瀬那十五年五月十九日
だが、くどいようだが、ぼくはくりかえして言いたい。たった一つ、ほんとうにたった一つかもしれないが、人間がわざと意識して、自分のために有害な、おろかなこと、いや、愚にもつかぬことを望む場合だって、たしかにあるのである。
ドストエフスキー『地下室の手記』江川卓・訳 新潮社
午後十二時十二分。鈴カステラ、紅茶。PCはシャットダウンせずにスリープで運用することにした。そのほうが立ち上がりの遅さにイライラさせられることはない。ポンコツ秘書コパイロットによればこっちのほうが負荷も小さいらしい。でもスリープさせているあいだに側面の白い小さなLEDランプが点滅しているのがやや気になる。これ設定でなんとかならないのか。きのう午後四時ごろ文圃閣に行った。道中、日差しの強さにはまいった。今年の夏の苛烈さをもう予告している。だいたいもう部屋では窓を開けて換気扇を回すとかえって温度が高くなる。店にはいつもより客がいた。明らかに観光客らしい間抜けそうな夫婦もいた。本は12冊くらい買う。しめて約1800円くらい。ちゃんとした数字を記すのはそれ自体が労働なのだ。シグマンド・ノイマン『大衆国家と独裁』を買えたのはよかった。それも「文庫・新書以外は3冊500円」の枠内で。みすず書房は上製本(ハードカバー)のイメージしかないけど並製本(ソフトカバー)もあるんだね。ほかに松永伍一『悪魔と美少年』や、『バルカン・クリーゲ』という戦前には日本にもう紹介されていたらしいポルノ小説なども買う。さくやはミヒャエル・ハネケ『ファニーゲーム(Funny Games)』を見た。オーストリア映画。裕福な家族が休暇を過ごすための別荘で若者二人に痛めつけられながら殺される映画。実は痛めつけられているのは俳優たちではなく映画を見ている者たちだ。

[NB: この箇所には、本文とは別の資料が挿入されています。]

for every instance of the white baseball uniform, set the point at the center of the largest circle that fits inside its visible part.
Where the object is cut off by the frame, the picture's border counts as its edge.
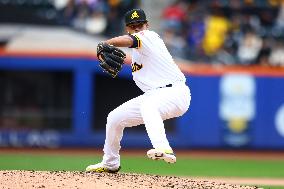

犯人がいきなりカメラ目線で語りかけたり、「思わしくない展開」になってしまったのでテレビのリモコンで「巻き戻し」を行ったりと、「物語」の流れを断ち切るようなメタ的仕掛けも露骨で、どこまでも観客を喰った作品。この種の残酷・暴力映画を見ながら、犯人に嫌悪感を覚えつつも、「いいぞもっとやれ」とカタルシス(浄化・排泄)を求めている自分を発見してしまうことは、地味に苦痛だろう。「自分は安全地帯にいる」ということを自覚しているのなら尚更。一時期僕は、葛西純やアブドーラ・小林などが出ている「蛍光灯デスマッチ」をよくYouTubeで見ていたんだけど、飛び技など危険なことをやろうとするたび、「失敗して大怪我しないかな」なんて(ひそかに)思っては「罪責の念」に駆られていた。胸糞映画の胸糞たる所以は、他人の「流血」でカタルシスを得ようとしている自分の醜悪さを実感させられるからなのだろうか。その醜悪さをごまかすために、というか差し引きゼロにするために、「救いがなさすぎる」とか「ひどすぎる、金返せ」とか嘆いてみせるのだ。しかしピーター(デブちゃん)の顔(芸)にはいちいちムカつかされた。加害者側なのに妙におどおどしたりしていて。このごろいわゆる「匿名・流動型犯罪グループ」による強盗殺人のことをよく聞くけれど、しょうじき、「金持ちがやられるならまあいいか」あるいは「かりに無差別でも俺が狙われるんじゃなければいいか」といったところもある。メディア上のどんな残虐事件も娯楽的・セラピー的に消費されていることについてはいまさら多弁を要さないだろう。たとえば幼い被害者の写真を見ながら「嫌ねえ」などと善良な市民そうに眉をしかめさせながら、その実「うちの息子じゃなくてよかった」などと安心している奴なんていくらでもいる(人の親なんてだいたいそんなもんだ)。「他人の不幸」が我々を傷つけるのは、それを聞いても「心からの悲痛」を覚えることなど出来ないばかりか、それを「享楽」のため利用しようとさえしてしまう醜い自分を嫌でも発見してしまうからなのである。もういいか。チンした木綿豆腐を食うの忘れてた。危うく酢豆腐にさせるところだった。二時間後には図書館だ。図書館という「戦場」に通い続けるための体力づくりについてはいずれ詳しく書きたい。じゃあな、オイラ同様キンタマが臭いだけのヘタレ野郎ども。厭世ポテチ。排尿。愛は勝たない。いつだって負ける。